Message Queue (RabbitMQ)¶
The Message Queue acts as the backbone of the pipeline, decoupling producers from consumers and ensuring reliable, ordered, and durable delivery of scraping and ETL tasks.
Responsibilities¶
-
Maintain Work Queue for Producers:
- Stores date-based tasks generated by the primary producer.
- Enables multiple Producers (scaled by KEDA) to pick pending dates and scrape them.
-
Maintain Task Queue for Consumers:
- Stores scraped article links + metadata.
- Allows multiple Consumers to process tasks in parallel for ETL into storage systems.
-
Provide Dead Letter Queue (DLQ):
- Captures failed ETL messages for manual inspection and replay.
-
Ensure -
- Durable storage of messages (no data loss).
- Acknowledgements for reliable message processing.
- Retry & requeue support for transient failures.
- M-trics integration for observability.
Implementation¶
-
RabbitMQ with:
- Durable queues (Work Queue, Task Queue, DLQ).
- Prefetch settings to prevent consumer overload.
- Acknowledgements for guaranteed delivery.
- Integrated with Prometheus RabbitMQ Exporter for queue-level metrics.
Data Flow¶
flowchart TD
ProducerInit --> WorkQueue
WorkQueue[Work Queue] --> RabbitMQNode
RabbitMQNode[(RabbitMQ)] --> MultiProducers
MultiProducers[Multiple Producers] --> TaskQueue
TaskQueue[Task Queue] --> RabbitMQNode
RabbitMQNode --> ConsumersNode
ConsumersNode[Consumers - ETL Workers] --> DLQ
DLQ[Dead Letter Queue]
RabbitMQNode --> MetricsNode
MetricsNode[Prometheus Exporter]
Key Highlights¶
-
Two-tier queueing system:
- Work Queue (date orchestration) → drives Producers.
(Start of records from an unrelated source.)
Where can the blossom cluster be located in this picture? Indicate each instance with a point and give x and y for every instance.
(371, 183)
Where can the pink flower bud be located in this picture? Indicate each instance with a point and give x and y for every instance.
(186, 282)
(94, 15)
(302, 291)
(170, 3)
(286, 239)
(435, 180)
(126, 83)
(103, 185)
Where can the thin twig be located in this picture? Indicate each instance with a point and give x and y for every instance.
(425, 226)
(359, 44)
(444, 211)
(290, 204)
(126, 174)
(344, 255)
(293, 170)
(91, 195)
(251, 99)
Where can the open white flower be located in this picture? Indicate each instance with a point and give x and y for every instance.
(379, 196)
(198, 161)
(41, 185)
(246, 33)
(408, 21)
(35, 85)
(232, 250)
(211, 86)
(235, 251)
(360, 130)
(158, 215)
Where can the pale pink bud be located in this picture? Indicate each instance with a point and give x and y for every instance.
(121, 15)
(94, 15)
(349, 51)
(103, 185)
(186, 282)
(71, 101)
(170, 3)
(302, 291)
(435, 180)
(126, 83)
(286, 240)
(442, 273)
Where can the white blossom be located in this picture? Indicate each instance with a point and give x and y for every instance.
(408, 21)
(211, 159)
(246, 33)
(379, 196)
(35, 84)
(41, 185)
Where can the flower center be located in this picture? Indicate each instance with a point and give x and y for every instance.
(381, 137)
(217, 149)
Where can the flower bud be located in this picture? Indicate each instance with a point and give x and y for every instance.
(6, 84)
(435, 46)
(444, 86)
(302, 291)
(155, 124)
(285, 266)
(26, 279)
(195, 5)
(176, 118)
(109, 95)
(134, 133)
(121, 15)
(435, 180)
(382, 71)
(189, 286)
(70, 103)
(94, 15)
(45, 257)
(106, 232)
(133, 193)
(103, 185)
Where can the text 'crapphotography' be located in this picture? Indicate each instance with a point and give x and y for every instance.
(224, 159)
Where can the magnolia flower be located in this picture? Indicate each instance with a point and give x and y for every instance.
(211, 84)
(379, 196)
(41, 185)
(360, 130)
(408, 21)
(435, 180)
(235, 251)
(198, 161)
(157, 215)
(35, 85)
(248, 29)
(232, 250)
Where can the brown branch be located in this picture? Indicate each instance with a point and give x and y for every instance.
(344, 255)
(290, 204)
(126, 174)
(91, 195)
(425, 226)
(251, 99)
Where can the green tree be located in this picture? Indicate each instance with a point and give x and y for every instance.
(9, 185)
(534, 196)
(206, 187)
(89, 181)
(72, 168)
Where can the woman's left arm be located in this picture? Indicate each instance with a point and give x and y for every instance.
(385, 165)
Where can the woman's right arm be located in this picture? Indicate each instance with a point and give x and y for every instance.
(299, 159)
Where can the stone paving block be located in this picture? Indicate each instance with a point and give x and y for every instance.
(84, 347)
- Task Queue (article links) → drives Consumers.
-
Autoscaling with KEDA: queue depth automatically adjusts number of Producers and Consumers.
-
Reliability: DLQ captures all failures for manual recovery.
-
Observability: Queue depth, processing rates, and failures are exposed as Prometheus metrics.